Uno de los fenómenos que hoy mueven masas de fanes -qué raro este plural- es la última peli de Harry Potter. Para el que quiera atar cabos sueltos sin haber leído todos los libros, como yo, no queda otro remedio que verla. El caso es que esto no supone ningún esfuerzo. Al contrario.
Harry, después de tantos incidentes, acabará conociendo los motivos de su propia supervivencia. Sabrá por fin qué hacer frente a Voldemort, invariablemente decidido a eliminarlo. 'El que no debe ser nombrado' alcanza por fin el trono entre los grandes villanos de la historia del cine, mérito exclusivo de la autora y, por supuesto, de Ralph Fiennes. Él es uno de tantos y tantos actores británicos que aparecen en la saga. Se podría decir que casi todos los mejores han pasado por las ocho películas con solvencia sobrada. Esa madurez, me temo, se echa en falta en las interpretaciones de los más jóvenes, aunque, claro, hace diez años nadie podía prever cómo evolucionarían el físico y la técnica de aquellos niños. Echo de menos más desgarro, emotividad, expresividad en ciertos momentos. Y, por supuesto, más pasión en el esperadísimo beso entre Ron y Hermione, o el de Ginny y Harry, lástima de beso, tímido y desganado.

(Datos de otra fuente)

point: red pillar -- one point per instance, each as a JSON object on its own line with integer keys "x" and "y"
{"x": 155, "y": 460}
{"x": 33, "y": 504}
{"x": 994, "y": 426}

En fin, entretenidísimo final de H.P. Por cierto, al día siguiente de haber coincidido con los chavales del 'mundo fan', vi en televisión a los actores que encarnan a los hermanos Weasley. Ron y los gemelos Fred y George enviaban un saludo a los españoles desde una terraza de Madrid. A sus espaldas reconocí el lugar donde me había subido al autobús.